Anti-Semitism Returns to the House of Commons

Palace of Westminster (photo courtesy: Wikipedia)

Palace of Westminster (photo courtesy: Wikipedia)

Less than six months after the Liberal Democrat MP for Bradford East, David Ward, was accused of anti-Semitism for the equating the Nazis’ treatment of the Jews with “the Jews” treatment of the Palestinians, yet another Liberal Democrat MP, Sir Bob Russell, has equated the victims of the Holocaust with the ‘plight of the Palestinians’ since the birth of the state of Israel.

This happened last week during a debate in the House of Commons on the national school curriculum. Given that English law requires the Holocaust to be taught to all school children as part of the History syllabus, Russell asked the Education Minister, Michael Gove, the following question: “On the assumption that [coverage of] the 20th Century will include the Holocaust, will he give me an assurance that the life of Palestinians since 1948 will be given equal attention?”

Bob Russell’s statement, just as David Ward’s, has caused offence to the UK Jewish community and embarrassment to the Liberal-Democrat Friends of Israel, but as yet there has been no apology from Russell and no indication of any censure by the Liberal Democrat Leader and Deputy Prime Minister, Nick Clegg.  There has even been little, if any, media attention given to Russell’s comments. It’s as if the ‘Nazification of Israel’, the idea that ‘the Jews are to the Palestinians what the Nazis were to the Jews’, has become so commonplace that it is no longer news worthy.

Yet the idea that the plight of the Palestinians should be given the same prominence in the school curriculum as the Holocaust is not only extremely offensive, but is also absurd. Russell’s equivalence, just like David Ward’s before him, relies on the re-writing of Jewish history and the misreading of the Israel-Palestine conflict. It represents a misjudgement which, like that of the anti-Dreyfusards whose faith in Dreyfus’s guilt contradicted all evidence to the contrary, can only flow from the willingness to believe the absolute worst about Jews. This is anti-Semitism.

Thus anti-Semitism has returned to the House of Commons in the guise of anti-Nazism and is masquerading as concern for the Palestinians. As Anthony Julius has noted, “it is the peculiar misfortune of Jews that their persecutors have been drawn from the ranks of the sanctimonious, the kind of people who cloak their anti-Semitism in a moral purpose.” Perhaps this is why Bob Russell’s ‘Nazification’ of Israel has, as yet, drawn little opprobrium.

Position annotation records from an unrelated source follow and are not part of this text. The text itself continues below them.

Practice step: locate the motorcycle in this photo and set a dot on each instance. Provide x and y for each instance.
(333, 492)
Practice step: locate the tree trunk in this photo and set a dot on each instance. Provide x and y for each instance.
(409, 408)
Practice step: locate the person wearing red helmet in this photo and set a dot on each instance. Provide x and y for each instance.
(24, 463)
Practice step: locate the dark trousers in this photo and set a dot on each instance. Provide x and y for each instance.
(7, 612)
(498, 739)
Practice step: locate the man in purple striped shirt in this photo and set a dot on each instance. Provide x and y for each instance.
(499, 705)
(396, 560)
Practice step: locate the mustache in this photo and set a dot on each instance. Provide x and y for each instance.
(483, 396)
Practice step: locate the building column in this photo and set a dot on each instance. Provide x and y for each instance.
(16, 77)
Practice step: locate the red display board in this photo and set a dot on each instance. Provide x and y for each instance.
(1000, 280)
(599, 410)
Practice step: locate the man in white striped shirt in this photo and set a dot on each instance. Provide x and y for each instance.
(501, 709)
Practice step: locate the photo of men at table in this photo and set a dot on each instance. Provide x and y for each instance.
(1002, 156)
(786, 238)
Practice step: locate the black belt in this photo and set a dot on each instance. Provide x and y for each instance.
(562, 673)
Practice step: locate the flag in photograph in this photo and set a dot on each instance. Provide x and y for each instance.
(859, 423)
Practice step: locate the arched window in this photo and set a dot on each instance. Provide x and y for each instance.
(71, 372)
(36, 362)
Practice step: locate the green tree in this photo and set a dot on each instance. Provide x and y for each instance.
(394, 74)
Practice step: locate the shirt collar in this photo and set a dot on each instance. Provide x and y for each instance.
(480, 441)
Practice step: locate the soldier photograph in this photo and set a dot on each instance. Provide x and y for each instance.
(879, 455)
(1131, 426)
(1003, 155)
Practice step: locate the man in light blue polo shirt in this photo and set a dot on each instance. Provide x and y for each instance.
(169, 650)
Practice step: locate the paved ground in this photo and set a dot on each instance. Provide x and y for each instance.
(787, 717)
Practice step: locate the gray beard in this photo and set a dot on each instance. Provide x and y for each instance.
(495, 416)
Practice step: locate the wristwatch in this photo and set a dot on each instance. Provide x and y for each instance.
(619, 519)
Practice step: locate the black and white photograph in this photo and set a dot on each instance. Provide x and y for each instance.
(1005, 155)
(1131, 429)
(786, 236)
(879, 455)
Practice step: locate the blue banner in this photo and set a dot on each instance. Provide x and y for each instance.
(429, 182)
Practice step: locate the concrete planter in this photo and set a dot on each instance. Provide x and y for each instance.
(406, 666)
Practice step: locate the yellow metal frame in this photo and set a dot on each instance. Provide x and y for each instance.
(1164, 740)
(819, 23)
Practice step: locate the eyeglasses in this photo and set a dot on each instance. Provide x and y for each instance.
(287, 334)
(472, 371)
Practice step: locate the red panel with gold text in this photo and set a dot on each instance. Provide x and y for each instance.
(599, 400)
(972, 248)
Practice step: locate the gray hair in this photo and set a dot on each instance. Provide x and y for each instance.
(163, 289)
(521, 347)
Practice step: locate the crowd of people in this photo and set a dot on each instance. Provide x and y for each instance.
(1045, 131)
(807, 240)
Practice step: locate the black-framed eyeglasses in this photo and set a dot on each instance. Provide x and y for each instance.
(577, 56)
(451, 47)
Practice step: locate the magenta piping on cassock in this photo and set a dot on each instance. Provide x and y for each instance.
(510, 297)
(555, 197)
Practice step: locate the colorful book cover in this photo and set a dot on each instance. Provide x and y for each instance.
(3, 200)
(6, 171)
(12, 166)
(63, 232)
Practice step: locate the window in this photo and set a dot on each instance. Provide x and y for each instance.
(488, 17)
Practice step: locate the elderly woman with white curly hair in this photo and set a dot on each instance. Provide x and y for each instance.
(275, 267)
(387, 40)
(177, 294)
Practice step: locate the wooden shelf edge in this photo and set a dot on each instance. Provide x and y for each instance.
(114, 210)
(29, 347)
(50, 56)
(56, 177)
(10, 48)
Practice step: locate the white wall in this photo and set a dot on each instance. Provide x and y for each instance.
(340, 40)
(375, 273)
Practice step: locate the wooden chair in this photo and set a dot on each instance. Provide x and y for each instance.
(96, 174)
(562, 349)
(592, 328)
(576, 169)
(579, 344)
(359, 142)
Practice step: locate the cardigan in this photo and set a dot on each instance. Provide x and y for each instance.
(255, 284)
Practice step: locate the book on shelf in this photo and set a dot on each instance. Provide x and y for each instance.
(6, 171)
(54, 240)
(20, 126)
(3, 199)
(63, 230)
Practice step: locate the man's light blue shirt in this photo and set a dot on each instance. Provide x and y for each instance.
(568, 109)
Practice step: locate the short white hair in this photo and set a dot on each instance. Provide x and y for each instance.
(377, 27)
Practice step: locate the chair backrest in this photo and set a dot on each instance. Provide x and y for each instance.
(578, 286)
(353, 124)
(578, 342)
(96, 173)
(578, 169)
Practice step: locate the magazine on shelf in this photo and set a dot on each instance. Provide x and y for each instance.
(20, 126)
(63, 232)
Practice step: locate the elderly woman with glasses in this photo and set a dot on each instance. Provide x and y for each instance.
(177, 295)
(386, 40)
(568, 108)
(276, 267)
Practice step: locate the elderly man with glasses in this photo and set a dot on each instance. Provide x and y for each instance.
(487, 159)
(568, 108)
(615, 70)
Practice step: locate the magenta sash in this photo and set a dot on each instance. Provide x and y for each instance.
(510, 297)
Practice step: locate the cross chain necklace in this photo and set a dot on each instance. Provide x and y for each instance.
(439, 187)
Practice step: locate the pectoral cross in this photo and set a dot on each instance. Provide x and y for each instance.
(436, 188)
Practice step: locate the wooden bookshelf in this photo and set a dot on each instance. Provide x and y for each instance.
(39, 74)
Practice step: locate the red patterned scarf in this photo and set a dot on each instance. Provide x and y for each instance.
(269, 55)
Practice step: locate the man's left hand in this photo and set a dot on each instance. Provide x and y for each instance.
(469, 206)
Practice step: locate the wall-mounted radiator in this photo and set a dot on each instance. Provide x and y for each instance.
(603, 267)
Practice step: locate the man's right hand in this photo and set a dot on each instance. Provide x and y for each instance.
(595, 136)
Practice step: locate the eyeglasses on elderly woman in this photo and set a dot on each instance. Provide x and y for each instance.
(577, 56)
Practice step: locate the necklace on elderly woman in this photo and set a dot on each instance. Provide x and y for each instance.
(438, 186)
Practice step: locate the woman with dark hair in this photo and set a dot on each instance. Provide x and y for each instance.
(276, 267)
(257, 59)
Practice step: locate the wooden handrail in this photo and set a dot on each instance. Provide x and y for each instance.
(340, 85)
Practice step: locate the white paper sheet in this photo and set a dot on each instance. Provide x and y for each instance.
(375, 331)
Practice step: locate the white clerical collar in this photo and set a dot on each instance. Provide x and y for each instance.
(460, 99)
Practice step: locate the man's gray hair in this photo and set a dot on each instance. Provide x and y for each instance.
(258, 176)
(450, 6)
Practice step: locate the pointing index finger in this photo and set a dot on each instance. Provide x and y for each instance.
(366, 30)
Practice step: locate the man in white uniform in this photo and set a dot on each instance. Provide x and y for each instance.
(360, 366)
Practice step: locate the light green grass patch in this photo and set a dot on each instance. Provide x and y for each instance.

Julius has also expressed the opinion that the posture of anti-Semites towards Jews is determined by malice. I tend to agree with him. Certainly, in the case of David Ward, this seems to be a correct observation. I say this because despite the offence which he knows he caused to the UK Jewish community when he chose Holocaust Memorial Day to ‘Nazify’ Israel and “the Jews,” he has once again caused offence with the following tweet, “Am I wrong or am I right? At long last the Zionists are losing the battle – how long can the apartheid state of Israel last?” And he timed this tweet to come just days after Bob Russell’s remarks….

It is frankly high time that Nick Clegg took decisive action against those members of the Liberal-Democrat Party who insist on offending Anglo-Jewry. It is not only David Ward and Bob Russell who are the culprits:  Chris Davies, Simon Hughes, Baroness Jenny Tonge, and Lord Phillips of Sudbury are among other high-ranking Liberal Democrat MPs who have repeatedly used the Israel-Palestine conflict both to make inflammatory remarks about “the Jews” and to invoke the blood libel, the conspiracy libel, and the economic libel in their demonization of Israel. Not only does Nick Clegg need to take action but he needs to take action now. This is because, as freelance journalist Richard Mather has stated, “There’s nothing Liberal about offending Jews.”